Un campione che ha fatto la storia, costretto a cedere il passo – sul palcoscenico più importante del globo – a un fenomeno del 2003. Ripetiamolo: 2003. Una partita che è stata un romanzo, forse un passaggio di consegne, di sicuro una cesura fra l’era dei Big Three e una nuova, appena accennata. Annunciata, se preferite, da questo fenomenale ragazzo spagnolo. Così diverso dalla genia degli spilungoni lanciamissili che sembravano doversi impadronire del tennis.
Lontano e pur in qualche modo vicino al fantasma di Rafa Nadal che inevitabilmente aleggiava ieri sul centrale di Wimbledon, nella tesissima e sia pur non sempre splendida finale contro Nole Djokovic. Personaggi straordinari, personalità che bucano lo schermo e la cronaca sportiva, mentre le nostre povere cronache nostrane vengono dominate da Romelu Lukaku.
Contrasto stridente e improponibile. Lo sport ai suoi massimi livelli quanto a coinvolgimento emotivo e psicologico, lo spettacolo puro e le baracconate senza futuro del nostro povero pallone.
Un mondo ripiegato su se stesso, dove si preferisce il mancato campione sul viale del tramonto al giovane ancora da costruire. In cui si modellano feticci sul nulla e si conferiscono patenti di mago a chi appena 12 mesi fa era totalmente ignorato, mentre realizzava il capolavoro di una vita con un paio di ragazzi sconosciuti e troppo poco pagati per essere notati dai “maghi” del mercato.
Oggi, quello stesso ottimo professionista viene narrato come un fenomeno e vale più di Zidane, ieri manco sapevano che fosse: questo è il nostro calcio.
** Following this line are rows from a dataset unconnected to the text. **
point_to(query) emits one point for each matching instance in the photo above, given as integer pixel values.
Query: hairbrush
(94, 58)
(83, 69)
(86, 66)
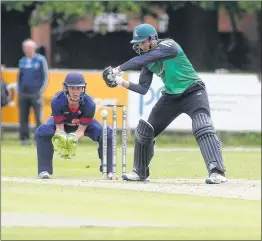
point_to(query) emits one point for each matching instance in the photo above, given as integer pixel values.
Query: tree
(200, 19)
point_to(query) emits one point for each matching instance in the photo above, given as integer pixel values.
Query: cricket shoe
(132, 176)
(216, 178)
(112, 176)
(44, 175)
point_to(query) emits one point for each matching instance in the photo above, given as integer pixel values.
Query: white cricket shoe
(44, 175)
(215, 178)
(132, 176)
(112, 176)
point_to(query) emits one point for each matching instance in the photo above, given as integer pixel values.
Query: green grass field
(186, 216)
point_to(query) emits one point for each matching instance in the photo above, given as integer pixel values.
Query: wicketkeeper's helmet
(74, 79)
(143, 32)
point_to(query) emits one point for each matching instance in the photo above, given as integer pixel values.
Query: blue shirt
(33, 74)
(63, 114)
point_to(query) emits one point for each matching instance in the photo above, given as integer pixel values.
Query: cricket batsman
(72, 118)
(184, 92)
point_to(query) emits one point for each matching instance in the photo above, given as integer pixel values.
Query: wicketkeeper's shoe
(44, 175)
(132, 176)
(216, 178)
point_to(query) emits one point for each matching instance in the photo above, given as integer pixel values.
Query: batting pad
(144, 148)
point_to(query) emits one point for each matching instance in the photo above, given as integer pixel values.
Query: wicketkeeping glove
(59, 141)
(111, 77)
(72, 144)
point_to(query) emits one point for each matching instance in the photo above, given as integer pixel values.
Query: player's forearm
(60, 127)
(138, 62)
(80, 132)
(140, 89)
(135, 87)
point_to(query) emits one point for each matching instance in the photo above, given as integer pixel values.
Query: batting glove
(72, 143)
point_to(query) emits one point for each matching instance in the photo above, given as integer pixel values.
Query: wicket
(114, 138)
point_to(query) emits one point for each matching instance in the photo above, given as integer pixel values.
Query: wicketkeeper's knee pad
(144, 148)
(45, 131)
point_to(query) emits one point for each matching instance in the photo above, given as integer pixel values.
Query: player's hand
(72, 144)
(112, 77)
(59, 141)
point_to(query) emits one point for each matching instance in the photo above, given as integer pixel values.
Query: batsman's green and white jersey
(177, 73)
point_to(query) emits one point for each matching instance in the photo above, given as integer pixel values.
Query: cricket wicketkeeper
(72, 118)
(184, 93)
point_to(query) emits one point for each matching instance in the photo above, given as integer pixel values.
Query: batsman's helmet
(74, 79)
(143, 32)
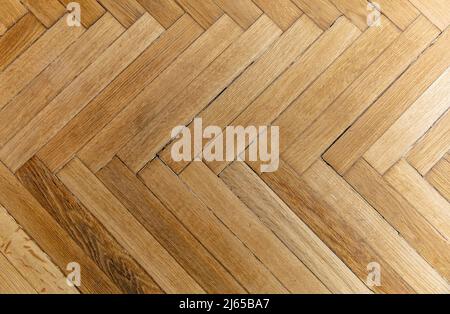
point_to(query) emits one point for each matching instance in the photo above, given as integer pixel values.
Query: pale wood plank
(244, 12)
(26, 256)
(49, 235)
(146, 250)
(167, 229)
(127, 12)
(204, 12)
(323, 12)
(166, 12)
(85, 229)
(56, 76)
(47, 11)
(219, 74)
(36, 58)
(411, 126)
(217, 238)
(253, 81)
(312, 143)
(102, 148)
(368, 128)
(234, 214)
(119, 93)
(18, 38)
(294, 233)
(408, 182)
(69, 102)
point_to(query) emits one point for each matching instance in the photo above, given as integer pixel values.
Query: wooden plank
(411, 126)
(439, 177)
(69, 102)
(167, 229)
(244, 90)
(126, 229)
(370, 126)
(127, 12)
(217, 238)
(401, 12)
(91, 11)
(338, 77)
(283, 12)
(291, 230)
(245, 224)
(320, 135)
(204, 12)
(10, 12)
(11, 282)
(56, 76)
(166, 12)
(47, 11)
(18, 38)
(85, 229)
(244, 12)
(432, 147)
(49, 235)
(416, 230)
(294, 81)
(323, 12)
(36, 58)
(355, 10)
(119, 93)
(438, 11)
(102, 148)
(31, 262)
(233, 61)
(408, 182)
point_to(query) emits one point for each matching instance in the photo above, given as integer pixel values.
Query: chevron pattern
(89, 188)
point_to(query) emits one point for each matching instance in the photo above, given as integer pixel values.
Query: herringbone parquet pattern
(87, 176)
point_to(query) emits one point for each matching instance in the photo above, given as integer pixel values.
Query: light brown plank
(126, 229)
(69, 102)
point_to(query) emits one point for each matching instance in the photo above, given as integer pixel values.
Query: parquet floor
(87, 178)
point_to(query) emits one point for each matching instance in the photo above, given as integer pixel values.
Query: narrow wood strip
(295, 80)
(432, 147)
(369, 127)
(204, 12)
(320, 135)
(411, 126)
(234, 214)
(217, 238)
(91, 11)
(117, 95)
(244, 12)
(36, 58)
(166, 12)
(294, 233)
(69, 102)
(18, 38)
(253, 81)
(126, 229)
(156, 96)
(47, 11)
(167, 229)
(235, 59)
(31, 262)
(127, 12)
(408, 182)
(49, 235)
(416, 230)
(323, 12)
(439, 177)
(283, 12)
(85, 229)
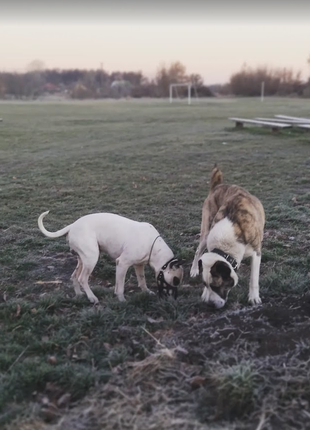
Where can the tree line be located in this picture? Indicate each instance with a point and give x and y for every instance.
(81, 84)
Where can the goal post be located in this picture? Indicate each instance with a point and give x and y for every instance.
(185, 84)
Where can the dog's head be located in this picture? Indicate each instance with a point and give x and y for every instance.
(170, 278)
(218, 277)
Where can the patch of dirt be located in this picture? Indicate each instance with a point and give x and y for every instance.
(275, 328)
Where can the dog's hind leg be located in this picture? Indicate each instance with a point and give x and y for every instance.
(75, 276)
(121, 269)
(89, 261)
(139, 269)
(254, 298)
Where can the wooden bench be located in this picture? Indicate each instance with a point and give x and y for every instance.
(275, 126)
(286, 121)
(307, 126)
(293, 118)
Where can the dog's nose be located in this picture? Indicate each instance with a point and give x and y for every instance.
(217, 304)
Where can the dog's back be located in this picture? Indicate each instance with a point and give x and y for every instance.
(242, 208)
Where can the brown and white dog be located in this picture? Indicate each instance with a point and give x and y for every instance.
(232, 228)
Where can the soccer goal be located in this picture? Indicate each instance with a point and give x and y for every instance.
(175, 86)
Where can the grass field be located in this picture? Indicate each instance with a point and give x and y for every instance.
(145, 363)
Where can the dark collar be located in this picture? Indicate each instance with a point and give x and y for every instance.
(227, 257)
(163, 287)
(168, 262)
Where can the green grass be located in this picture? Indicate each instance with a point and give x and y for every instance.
(150, 161)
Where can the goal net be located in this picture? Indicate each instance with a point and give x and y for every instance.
(173, 91)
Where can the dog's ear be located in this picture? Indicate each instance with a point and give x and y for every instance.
(176, 281)
(176, 263)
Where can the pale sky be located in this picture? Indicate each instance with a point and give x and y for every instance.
(210, 43)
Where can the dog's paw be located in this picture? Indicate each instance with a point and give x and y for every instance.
(94, 300)
(194, 272)
(255, 300)
(150, 292)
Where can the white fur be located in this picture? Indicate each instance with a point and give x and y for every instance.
(128, 242)
(222, 236)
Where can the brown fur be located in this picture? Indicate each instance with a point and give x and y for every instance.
(243, 209)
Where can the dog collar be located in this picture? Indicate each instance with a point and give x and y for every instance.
(168, 262)
(227, 257)
(163, 287)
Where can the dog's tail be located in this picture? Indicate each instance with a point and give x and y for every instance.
(216, 177)
(58, 233)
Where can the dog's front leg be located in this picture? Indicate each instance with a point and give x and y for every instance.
(139, 269)
(254, 298)
(201, 247)
(121, 270)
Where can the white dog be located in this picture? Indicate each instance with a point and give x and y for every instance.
(129, 242)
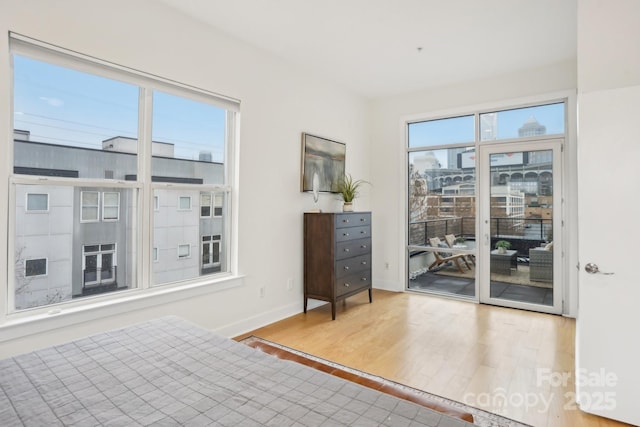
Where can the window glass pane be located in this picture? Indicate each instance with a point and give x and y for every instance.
(110, 214)
(205, 204)
(35, 267)
(173, 228)
(111, 199)
(185, 203)
(74, 269)
(79, 124)
(523, 122)
(219, 204)
(442, 213)
(183, 251)
(442, 131)
(111, 208)
(37, 202)
(89, 205)
(188, 140)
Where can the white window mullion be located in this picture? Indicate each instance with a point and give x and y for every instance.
(146, 197)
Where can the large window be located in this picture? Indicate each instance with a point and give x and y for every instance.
(80, 136)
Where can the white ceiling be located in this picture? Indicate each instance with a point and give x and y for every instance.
(371, 46)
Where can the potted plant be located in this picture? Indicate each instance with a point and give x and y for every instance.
(502, 246)
(349, 190)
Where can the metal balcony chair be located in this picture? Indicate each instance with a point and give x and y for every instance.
(451, 240)
(443, 258)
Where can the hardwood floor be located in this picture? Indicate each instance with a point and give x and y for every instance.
(463, 351)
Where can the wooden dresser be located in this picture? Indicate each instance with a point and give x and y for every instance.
(337, 256)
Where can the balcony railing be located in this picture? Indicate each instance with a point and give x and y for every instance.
(522, 233)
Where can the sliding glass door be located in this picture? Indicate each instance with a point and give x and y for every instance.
(484, 206)
(520, 211)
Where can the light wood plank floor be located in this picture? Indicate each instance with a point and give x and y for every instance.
(463, 351)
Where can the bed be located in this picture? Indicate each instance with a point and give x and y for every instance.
(168, 372)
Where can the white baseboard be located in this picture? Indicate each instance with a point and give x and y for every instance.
(263, 319)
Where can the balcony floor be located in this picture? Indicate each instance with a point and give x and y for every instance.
(465, 287)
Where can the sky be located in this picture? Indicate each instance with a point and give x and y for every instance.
(59, 105)
(461, 129)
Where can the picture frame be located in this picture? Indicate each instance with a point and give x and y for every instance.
(325, 158)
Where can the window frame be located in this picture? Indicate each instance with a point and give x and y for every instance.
(31, 211)
(182, 209)
(142, 185)
(105, 206)
(204, 205)
(34, 276)
(96, 206)
(188, 254)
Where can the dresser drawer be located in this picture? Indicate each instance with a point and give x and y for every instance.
(353, 282)
(353, 219)
(352, 248)
(349, 266)
(353, 233)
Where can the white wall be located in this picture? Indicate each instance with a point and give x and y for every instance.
(279, 102)
(608, 105)
(388, 146)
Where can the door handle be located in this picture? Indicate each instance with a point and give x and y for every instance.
(592, 268)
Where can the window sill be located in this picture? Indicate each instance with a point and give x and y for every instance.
(21, 326)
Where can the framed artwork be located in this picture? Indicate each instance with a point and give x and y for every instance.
(323, 161)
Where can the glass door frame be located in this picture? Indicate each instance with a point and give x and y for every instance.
(483, 242)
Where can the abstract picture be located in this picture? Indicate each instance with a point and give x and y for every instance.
(326, 159)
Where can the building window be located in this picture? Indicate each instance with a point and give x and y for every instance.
(110, 206)
(210, 251)
(81, 165)
(184, 203)
(184, 251)
(218, 202)
(99, 264)
(90, 206)
(37, 202)
(205, 205)
(35, 267)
Quando riuscirà a riproporre un personaggio in grado almeno di portare la borsa ad Alcaraz o Djokovic, tornate da noi. Per ora ci rifiutiamo di accodarci alla stessa categoria che si è accorta in molti casi (anche giornali che hanno la dicitura “sport” nella testata!) della finale di Wimbledon solo al quinto set, tutti presi a decantare le presunte lodi o miserie di Max Allegri. Roba seria, roba da far tremare i polsi… peccato che la storia si stesse facendo altrove. Cultura sportiva cercasi.